The 6-tool stack operates at different layers that don't compose perfectly. lean-ctx is architecturally integrated:
- No inter-tool overhead — One process, one cache, one tokenizer
- Mode selection is aware of context — The cache knows what was already sent
- Re-reads are essentially free — Session-aware caching eliminates redundant I/O
- Shell + file reads compound — The same session state optimizes both
Methodology & Transparency
- Token counting: Rust bindings to tiktoken (cl100k_base) — exact token counts, not char/4 approximation
- "Best mode" selection: Only modes that produce meaningful output qualify. A mode returning 0 tokens (e.g.,
mapon JSON) is excluded — that's data loss, not compression - Quality score: Semantic preservation measured via key-symbol retention (exported names, types, function signatures)
- Reproducibility: Run
lean-ctx benchmark run /your/project --jsonon any codebase - Not cherry-picked: Benchmark runs on ALL files matching configured extensions, not hand-selected examples
Install
# One command. 30 seconds. Done.
cargo install lean-ctx
# Or from source:
git clone https://github.com/yvgude/lean-ctx
cd lean-ctx/rust && cargo build --release
vs. the 6-tool stack:
# 6 repos, 3 languages, 15 minutes, bridge configs...
cargo install rtk
git clone mcplex && cargo build
git clone MCP-Context-Provider && npm install && npm run build
git clone mcp-memory-service && uv sync
# + Claude Code plugin installs
# + MCPlex upstream configuration
# + bridge.mjs for macOS...
Reproduce This Benchmark
# After installing lean-ctx:
lean-ctx benchmark run . # Human-readable output
lean-ctx benchmark run . --json # Raw JSON data (per-file, per-mode, tiktoken counts)

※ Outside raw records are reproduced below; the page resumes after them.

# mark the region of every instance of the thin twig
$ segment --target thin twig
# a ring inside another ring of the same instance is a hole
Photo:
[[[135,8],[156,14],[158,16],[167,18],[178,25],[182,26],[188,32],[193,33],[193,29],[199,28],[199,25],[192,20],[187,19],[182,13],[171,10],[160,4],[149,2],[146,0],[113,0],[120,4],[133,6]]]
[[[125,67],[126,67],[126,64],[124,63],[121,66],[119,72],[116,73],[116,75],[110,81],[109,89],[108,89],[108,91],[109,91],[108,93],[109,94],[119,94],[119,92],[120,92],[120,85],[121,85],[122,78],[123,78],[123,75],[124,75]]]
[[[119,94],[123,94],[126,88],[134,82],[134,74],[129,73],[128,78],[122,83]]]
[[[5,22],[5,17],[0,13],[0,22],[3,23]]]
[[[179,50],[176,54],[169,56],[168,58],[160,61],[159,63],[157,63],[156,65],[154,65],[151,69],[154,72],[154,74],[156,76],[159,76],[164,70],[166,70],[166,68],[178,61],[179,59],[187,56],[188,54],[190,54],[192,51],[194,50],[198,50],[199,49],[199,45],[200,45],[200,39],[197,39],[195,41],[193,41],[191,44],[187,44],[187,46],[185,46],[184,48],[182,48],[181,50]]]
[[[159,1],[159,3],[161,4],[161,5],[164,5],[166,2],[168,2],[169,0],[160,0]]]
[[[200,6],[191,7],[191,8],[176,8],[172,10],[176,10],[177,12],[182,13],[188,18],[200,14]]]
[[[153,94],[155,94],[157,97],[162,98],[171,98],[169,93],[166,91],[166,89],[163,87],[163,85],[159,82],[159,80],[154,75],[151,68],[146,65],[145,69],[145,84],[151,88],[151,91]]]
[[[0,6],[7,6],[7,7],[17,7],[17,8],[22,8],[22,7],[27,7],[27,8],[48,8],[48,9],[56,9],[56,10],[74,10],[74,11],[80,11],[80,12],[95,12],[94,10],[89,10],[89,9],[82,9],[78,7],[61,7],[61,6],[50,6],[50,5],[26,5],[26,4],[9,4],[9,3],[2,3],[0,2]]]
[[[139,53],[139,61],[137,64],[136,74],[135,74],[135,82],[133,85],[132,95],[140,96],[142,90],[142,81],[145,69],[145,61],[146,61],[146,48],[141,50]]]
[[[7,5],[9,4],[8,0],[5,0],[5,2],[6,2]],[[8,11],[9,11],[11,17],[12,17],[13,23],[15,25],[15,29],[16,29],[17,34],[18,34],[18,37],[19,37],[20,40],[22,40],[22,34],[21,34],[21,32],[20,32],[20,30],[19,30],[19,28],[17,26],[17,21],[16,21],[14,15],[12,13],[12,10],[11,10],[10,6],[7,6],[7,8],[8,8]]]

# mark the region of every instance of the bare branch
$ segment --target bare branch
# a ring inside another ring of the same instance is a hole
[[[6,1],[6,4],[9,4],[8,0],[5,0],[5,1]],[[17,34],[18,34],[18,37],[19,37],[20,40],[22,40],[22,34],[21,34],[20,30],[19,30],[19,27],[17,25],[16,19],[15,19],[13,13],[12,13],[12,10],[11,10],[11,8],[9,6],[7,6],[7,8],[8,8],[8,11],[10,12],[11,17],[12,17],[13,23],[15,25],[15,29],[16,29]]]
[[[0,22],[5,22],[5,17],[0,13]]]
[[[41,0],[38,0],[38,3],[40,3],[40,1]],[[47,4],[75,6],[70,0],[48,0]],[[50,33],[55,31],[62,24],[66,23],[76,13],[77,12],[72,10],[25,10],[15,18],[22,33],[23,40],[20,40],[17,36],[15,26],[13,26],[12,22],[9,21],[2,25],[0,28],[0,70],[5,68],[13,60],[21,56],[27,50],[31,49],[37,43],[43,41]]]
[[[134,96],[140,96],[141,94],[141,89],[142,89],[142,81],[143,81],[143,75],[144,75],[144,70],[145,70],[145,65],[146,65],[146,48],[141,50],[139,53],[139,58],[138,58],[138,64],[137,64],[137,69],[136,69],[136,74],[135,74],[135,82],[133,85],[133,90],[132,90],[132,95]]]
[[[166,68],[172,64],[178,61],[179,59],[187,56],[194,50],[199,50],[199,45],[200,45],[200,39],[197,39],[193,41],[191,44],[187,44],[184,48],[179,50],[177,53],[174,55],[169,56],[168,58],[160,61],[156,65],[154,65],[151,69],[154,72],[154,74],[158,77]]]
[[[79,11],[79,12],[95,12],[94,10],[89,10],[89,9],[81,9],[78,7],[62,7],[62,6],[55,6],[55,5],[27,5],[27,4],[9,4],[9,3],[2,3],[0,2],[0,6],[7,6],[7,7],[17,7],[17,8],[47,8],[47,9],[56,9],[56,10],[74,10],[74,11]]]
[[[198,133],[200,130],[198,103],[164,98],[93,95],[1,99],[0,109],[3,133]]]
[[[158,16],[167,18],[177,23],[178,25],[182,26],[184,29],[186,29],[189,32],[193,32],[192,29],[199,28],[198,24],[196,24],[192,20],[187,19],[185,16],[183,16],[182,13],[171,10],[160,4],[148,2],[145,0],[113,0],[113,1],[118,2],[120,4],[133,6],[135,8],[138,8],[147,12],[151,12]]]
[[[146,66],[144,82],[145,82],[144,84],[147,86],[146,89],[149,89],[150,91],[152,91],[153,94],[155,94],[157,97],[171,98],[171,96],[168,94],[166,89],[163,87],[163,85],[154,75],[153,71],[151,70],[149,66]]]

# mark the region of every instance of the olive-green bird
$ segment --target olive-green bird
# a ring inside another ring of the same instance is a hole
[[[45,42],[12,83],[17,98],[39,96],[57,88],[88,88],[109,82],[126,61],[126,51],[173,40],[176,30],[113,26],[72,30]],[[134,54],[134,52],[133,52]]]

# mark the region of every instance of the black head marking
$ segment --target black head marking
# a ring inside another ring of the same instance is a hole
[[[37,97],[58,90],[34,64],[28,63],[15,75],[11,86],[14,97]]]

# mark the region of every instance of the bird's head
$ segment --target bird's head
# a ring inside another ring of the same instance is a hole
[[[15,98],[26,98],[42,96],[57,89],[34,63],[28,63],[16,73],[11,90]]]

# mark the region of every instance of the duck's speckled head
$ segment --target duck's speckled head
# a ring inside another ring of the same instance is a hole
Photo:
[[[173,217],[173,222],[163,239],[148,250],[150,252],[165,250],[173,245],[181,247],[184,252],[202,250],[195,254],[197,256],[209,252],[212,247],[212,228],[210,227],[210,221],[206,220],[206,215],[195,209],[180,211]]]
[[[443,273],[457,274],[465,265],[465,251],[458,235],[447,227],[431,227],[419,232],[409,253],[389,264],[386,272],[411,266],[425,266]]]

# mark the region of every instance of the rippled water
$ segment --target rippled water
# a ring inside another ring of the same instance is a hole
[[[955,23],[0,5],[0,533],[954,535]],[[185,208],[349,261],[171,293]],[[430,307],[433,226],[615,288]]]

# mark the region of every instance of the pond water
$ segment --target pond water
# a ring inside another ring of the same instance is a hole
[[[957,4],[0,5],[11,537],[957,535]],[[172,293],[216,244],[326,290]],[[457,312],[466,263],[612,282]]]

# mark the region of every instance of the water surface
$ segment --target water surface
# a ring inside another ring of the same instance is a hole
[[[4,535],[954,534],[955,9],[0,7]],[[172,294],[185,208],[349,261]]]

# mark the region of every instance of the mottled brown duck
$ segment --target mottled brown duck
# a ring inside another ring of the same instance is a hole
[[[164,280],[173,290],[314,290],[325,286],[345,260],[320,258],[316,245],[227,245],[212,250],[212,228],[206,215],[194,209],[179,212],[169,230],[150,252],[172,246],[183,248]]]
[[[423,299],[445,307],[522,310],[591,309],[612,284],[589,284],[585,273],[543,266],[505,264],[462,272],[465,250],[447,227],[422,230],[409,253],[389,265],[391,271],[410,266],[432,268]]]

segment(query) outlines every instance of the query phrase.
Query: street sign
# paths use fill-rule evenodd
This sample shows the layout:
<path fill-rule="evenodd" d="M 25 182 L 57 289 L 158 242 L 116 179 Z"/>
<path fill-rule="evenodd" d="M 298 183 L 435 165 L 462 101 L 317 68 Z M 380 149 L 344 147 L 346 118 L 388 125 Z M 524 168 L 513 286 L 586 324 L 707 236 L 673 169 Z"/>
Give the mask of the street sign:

lean-ctx gain # CLI compression stats (cumulative production usage)
lean-ctx gain --json # CLI stats as JSON
Links
- GitHub: github.com/yvgude/lean-ctx
- Install:
cargo install lean-ctx - Version: 3.6.6
Measured 2026-05-18 on lean-ctx 3.6.6 against the lean-ctx codebase itself (Rust/TS/Python, ~50K LOC). All token counts from tiktoken cl100k_base (exact), not character-based estimates. Benchmark fix applied: modes returning 0 tokens excluded from "best" ranking — 0 output is data loss, not compression.